Vous lisez actuellement :

  • Épisode 4 : RH et recrutement - Quand l’IA trie les candidats

À venir :

  • Épisode 5 : La guerre des compétences – Ne pas “parler IA” devient un handicap mortel
  • Épisode 6 : Syndicats et DRH – Comment négocier avec une boîte noire ?
  • Épisode 7 : Créativité vs intox – Génie sous stéroïdes ou fake news industrielles ?
  • Épisode 8 : Burn-out de l’humain lent – Survivre au rythme imposé par la machine
  • Épisode 9 : Les petites mains de l’IA – Derrière les algos, une armée d’ouvriers précaires
  • Épisode 10 : Contrat social 2.0 ? – Taxer, réguler ou partager la valeur de l’IA

FAQ IA et Recrutement

Comment l’IA transforme-t-elle le recrutement ?

L’IA accélère le tri des CV, automatise la rédaction d’annonces et la préqualification des candidats. Elle libère du temps mais pose des enjeux d’éthique et de transparence.

Quels sont les outils d’IA les plus utilisés par les recruteurs ?
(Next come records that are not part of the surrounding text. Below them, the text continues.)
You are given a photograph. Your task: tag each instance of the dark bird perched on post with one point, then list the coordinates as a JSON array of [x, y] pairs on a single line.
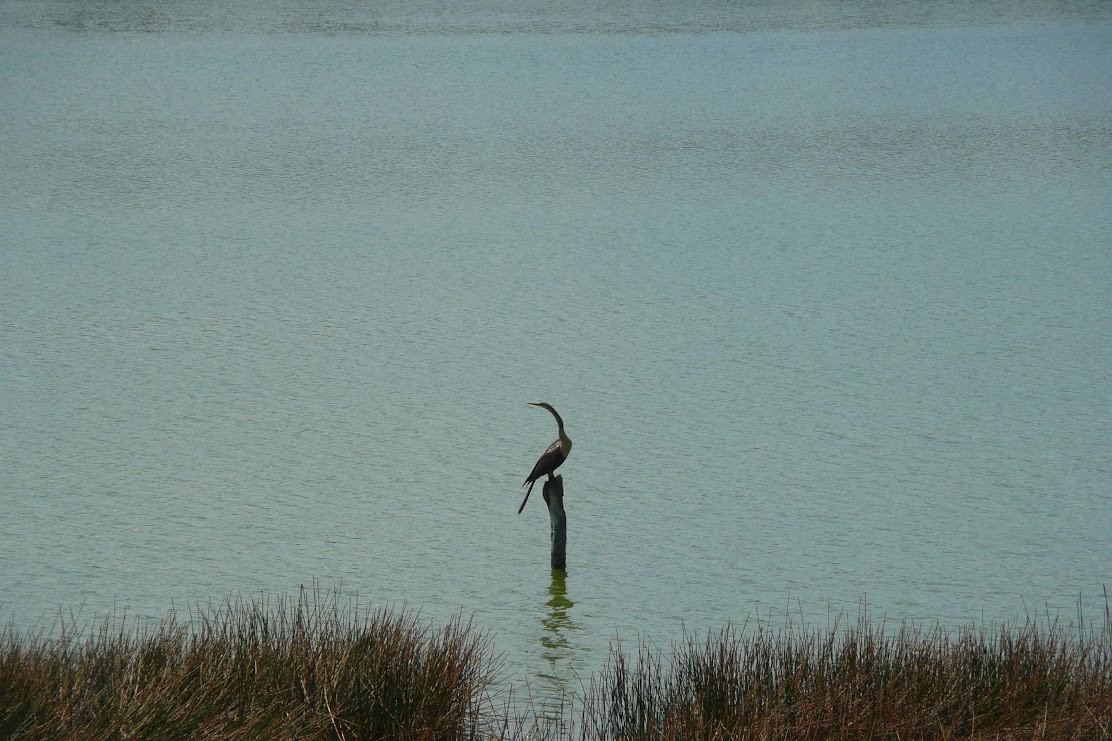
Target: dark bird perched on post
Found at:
[[552, 458]]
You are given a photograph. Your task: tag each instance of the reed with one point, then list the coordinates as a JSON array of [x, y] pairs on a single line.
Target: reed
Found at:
[[317, 668], [1019, 681], [306, 668]]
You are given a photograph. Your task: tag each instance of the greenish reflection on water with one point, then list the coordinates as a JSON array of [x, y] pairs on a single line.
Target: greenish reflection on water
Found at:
[[557, 642]]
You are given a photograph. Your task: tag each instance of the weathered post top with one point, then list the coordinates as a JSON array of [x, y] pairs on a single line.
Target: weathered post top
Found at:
[[554, 497]]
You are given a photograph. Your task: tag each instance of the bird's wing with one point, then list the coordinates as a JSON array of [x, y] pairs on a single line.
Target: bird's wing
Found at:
[[548, 462]]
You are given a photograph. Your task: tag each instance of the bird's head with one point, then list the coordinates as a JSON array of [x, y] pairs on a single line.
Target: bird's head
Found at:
[[545, 405]]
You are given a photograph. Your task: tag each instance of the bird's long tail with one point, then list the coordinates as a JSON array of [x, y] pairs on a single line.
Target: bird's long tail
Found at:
[[529, 491]]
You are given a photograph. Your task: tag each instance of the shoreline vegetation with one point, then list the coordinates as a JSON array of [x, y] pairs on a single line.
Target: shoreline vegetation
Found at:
[[318, 668]]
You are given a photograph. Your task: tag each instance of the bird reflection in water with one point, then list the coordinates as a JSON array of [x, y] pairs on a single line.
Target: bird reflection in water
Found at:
[[557, 646]]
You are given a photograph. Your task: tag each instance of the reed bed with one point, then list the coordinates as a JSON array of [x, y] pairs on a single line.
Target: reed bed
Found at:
[[1019, 681], [307, 669], [314, 668]]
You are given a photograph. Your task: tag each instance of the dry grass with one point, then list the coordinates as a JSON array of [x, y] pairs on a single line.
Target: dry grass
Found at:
[[311, 669], [1016, 682], [293, 669]]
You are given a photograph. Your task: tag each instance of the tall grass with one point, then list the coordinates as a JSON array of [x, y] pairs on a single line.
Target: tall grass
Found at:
[[1019, 681], [314, 668], [309, 668]]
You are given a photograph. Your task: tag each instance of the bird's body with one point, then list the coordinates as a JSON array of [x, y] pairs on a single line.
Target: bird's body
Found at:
[[552, 458]]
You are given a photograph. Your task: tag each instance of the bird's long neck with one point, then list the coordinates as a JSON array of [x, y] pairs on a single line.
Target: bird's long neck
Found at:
[[565, 442]]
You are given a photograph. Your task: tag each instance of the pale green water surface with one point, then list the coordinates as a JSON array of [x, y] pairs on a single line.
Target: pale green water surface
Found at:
[[822, 293]]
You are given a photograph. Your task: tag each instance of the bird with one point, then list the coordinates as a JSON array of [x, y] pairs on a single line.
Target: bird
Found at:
[[552, 458]]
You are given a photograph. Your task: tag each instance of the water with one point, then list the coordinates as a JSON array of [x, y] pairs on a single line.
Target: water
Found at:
[[822, 293]]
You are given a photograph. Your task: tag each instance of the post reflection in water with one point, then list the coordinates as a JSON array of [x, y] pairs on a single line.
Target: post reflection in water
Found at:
[[555, 640]]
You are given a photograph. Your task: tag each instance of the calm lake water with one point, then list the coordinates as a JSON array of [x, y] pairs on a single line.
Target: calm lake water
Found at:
[[823, 293]]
ChatGPT, Otter, Fireflies, Notta, Teams Copilot, ainsi que des solutions spécialisées comme Welcome to the Jungle, Kalent, Eightfold, Paradox, HireVue, Textkernel ou AssessFirst VOICE.

L’IA dans le recrutement est-elle fiable ?

Elle est efficace pour automatiser les tâches répétitives, mais reste limitée par les biais algorithmiques et le manque de transparence. L’humain doit garder la main sur la décision finale.

Quels risques comporte l’IA en RH ?

Les principaux risques sont les biais de sélection, l’opacité des critères, la confidentialité des données et la fracture générationnelle entre candidats jeunes et seniors.

Quelle place reste-t-il à l’humain dans le recrutement avec l'IA ?

L’humain reste indispensable pour détecter le potentiel, juger la sincérité, incarner la culture d’entreprise et assumer les choix finaux.